A convoy of seven vessels is expected to sail the length of the Chesapeake Bay on Monday in what U.S. Coast Guard Cmdr. Baxter Smoak described as a “big milestone.”
The 984-foot Dali container ship has been in the Baltimore area since March 26, when it crashed into the Francis Scott Key Bridge, decimating the essential structure and killing six construction workers. The collapse took out an integral thoroughfare for vehicular traffic that had stood for nearly 50 years and the resulting debris blocked Baltimore’s shipping channel for over two months.
The vessel is expected to depart town Monday for the first time since the collapse, accompanied by three McAllister Towing tugboats, one Moran Towing tugboat, a Coast Guard vessel and a work boat from the Resolve Marine salvage company. The Coast Guard will enforce a 500-yard safety zone around the Dali.
The 16- to 20-hour trip to Norfolk, Virginia, had been planned for Friday, but is now tentatively scheduled for Monday morning, as long as weather remains as forecast, Smoak said.
After the Key Bridge collapse, the Dali sat in the shipping channel as crews worked to clear debris on and around the vessel. Authorities used explosives to blow up a piece of bridge that sat atop the Dali and refloated the vessel in late May.

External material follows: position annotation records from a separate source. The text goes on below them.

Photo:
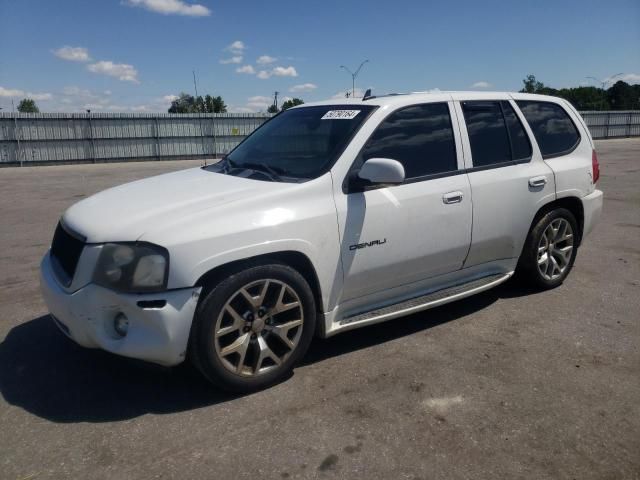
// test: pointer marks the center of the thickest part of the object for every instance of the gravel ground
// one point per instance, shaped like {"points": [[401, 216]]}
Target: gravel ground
{"points": [[507, 384]]}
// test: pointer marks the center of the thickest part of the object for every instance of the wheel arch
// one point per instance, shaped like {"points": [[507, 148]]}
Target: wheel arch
{"points": [[573, 204], [292, 258]]}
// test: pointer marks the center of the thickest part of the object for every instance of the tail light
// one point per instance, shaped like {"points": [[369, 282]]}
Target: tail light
{"points": [[595, 166]]}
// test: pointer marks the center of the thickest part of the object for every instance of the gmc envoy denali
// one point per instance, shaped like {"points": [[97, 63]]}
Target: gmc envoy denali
{"points": [[329, 217]]}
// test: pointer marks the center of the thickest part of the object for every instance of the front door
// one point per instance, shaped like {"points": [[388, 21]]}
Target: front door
{"points": [[398, 235]]}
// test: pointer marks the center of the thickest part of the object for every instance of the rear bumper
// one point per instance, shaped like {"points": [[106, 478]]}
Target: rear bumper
{"points": [[592, 207], [158, 335]]}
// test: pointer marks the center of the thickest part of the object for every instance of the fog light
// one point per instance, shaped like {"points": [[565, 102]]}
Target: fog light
{"points": [[121, 324]]}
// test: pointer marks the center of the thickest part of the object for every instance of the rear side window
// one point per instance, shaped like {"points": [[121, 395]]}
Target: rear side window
{"points": [[495, 133], [520, 144], [555, 133], [420, 137]]}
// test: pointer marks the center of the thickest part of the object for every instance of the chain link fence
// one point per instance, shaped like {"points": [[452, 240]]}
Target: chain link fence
{"points": [[48, 138], [34, 139]]}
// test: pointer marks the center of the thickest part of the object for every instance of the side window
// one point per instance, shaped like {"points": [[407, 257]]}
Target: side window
{"points": [[520, 144], [554, 131], [420, 137], [495, 133]]}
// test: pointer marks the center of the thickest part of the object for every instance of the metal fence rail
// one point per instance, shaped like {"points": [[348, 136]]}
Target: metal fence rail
{"points": [[613, 124], [31, 139], [47, 138]]}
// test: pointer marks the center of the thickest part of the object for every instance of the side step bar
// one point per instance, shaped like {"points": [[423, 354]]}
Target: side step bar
{"points": [[423, 302]]}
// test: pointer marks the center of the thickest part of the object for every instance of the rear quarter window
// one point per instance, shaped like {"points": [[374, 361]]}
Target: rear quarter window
{"points": [[554, 130]]}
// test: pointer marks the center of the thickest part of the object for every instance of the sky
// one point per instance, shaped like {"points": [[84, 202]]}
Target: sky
{"points": [[137, 55]]}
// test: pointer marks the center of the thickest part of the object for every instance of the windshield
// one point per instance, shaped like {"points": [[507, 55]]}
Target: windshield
{"points": [[300, 143]]}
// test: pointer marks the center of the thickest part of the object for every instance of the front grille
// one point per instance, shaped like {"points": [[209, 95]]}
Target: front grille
{"points": [[65, 252]]}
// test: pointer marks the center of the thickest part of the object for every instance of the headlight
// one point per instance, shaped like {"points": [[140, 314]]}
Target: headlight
{"points": [[132, 267]]}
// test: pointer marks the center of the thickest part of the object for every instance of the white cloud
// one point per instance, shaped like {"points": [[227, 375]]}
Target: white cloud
{"points": [[237, 47], [265, 60], [14, 93], [10, 92], [284, 72], [171, 7], [72, 54], [121, 71], [39, 96], [236, 59], [246, 69], [305, 87], [278, 72], [259, 102], [630, 78]]}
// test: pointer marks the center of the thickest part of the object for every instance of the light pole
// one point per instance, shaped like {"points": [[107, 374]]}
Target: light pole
{"points": [[607, 80], [353, 76]]}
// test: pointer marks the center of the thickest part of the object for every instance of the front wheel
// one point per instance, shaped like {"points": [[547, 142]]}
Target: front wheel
{"points": [[550, 249], [253, 327]]}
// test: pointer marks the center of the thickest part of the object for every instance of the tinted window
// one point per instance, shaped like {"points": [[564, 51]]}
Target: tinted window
{"points": [[520, 145], [487, 133], [420, 137], [552, 127]]}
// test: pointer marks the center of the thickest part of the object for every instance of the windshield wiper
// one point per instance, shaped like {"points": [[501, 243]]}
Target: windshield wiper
{"points": [[273, 172]]}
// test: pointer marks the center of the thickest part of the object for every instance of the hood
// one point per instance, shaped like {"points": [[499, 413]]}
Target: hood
{"points": [[126, 212]]}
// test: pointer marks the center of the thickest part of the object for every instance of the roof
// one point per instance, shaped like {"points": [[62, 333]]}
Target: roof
{"points": [[397, 99]]}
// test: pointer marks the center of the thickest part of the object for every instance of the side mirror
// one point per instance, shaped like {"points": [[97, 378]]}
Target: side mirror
{"points": [[381, 171]]}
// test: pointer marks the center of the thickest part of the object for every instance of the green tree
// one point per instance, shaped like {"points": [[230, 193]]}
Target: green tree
{"points": [[28, 105], [291, 103], [585, 98], [214, 104], [186, 103], [531, 85]]}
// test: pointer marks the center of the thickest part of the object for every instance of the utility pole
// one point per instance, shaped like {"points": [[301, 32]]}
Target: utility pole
{"points": [[354, 75], [16, 131], [195, 87]]}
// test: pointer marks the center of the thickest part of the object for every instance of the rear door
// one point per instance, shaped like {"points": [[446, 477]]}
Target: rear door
{"points": [[509, 180], [564, 143]]}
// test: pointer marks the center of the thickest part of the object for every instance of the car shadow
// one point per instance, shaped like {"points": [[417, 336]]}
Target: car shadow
{"points": [[44, 373]]}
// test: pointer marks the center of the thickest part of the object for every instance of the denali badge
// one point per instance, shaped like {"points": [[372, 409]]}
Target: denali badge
{"points": [[373, 243]]}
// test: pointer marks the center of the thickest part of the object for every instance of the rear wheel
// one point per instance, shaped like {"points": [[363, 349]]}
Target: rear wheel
{"points": [[550, 249], [253, 327]]}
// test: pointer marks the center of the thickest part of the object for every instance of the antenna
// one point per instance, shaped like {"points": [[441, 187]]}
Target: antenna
{"points": [[195, 84], [195, 87]]}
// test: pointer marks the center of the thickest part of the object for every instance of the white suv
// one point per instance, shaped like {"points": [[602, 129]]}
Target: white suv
{"points": [[329, 217]]}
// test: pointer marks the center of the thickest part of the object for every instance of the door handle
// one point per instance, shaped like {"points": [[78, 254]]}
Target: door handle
{"points": [[452, 197], [537, 181]]}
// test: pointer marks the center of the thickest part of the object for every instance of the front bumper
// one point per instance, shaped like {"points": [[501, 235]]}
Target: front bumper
{"points": [[592, 207], [158, 335]]}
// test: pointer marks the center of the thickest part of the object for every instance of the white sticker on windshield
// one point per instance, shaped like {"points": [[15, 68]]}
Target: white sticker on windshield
{"points": [[340, 114]]}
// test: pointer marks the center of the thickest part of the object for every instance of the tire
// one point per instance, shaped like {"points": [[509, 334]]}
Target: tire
{"points": [[549, 250], [253, 327]]}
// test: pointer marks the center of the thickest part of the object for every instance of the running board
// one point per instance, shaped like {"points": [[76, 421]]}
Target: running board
{"points": [[423, 302]]}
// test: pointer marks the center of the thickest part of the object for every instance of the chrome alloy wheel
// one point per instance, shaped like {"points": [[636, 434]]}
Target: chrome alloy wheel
{"points": [[555, 249], [258, 327]]}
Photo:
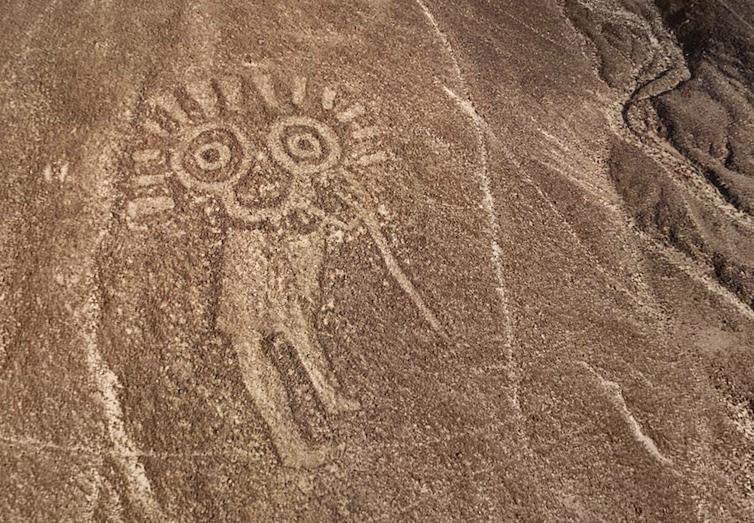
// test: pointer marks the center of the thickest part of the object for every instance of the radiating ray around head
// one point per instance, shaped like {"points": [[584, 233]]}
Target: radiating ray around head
{"points": [[149, 180], [231, 89], [153, 127], [299, 91], [169, 104], [351, 113], [328, 98]]}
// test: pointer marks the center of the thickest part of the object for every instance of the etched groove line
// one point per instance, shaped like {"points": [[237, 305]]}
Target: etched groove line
{"points": [[488, 205], [616, 398]]}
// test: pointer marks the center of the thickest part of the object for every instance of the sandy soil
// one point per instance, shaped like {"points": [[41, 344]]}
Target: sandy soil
{"points": [[377, 260]]}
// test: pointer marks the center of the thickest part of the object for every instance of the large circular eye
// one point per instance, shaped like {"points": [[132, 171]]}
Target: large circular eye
{"points": [[303, 145], [212, 156]]}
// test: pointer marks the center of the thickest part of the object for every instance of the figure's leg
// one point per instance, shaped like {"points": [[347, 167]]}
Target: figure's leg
{"points": [[263, 382], [242, 318], [305, 255]]}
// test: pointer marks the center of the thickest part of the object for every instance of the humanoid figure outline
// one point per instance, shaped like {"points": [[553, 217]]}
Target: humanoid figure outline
{"points": [[273, 255]]}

Of the original 21 crew members aboard the ship, 10 have been cleared to return home, while the remaining 11 will stay in the Baltimore area. Given their knowledge of the vessel, four of the crew members will accompany a replacement crew to Norfolk, said Darrell Wilson, a spokesman for Synergy Marine Group, the vessel operator, before returning to Baltimore.
In Norfolk, all of the containers remaining on the Dali will be unloaded and the ship will receive repairs, Wilson said. Afterward, it will move to another shipyard for more extensive fixes.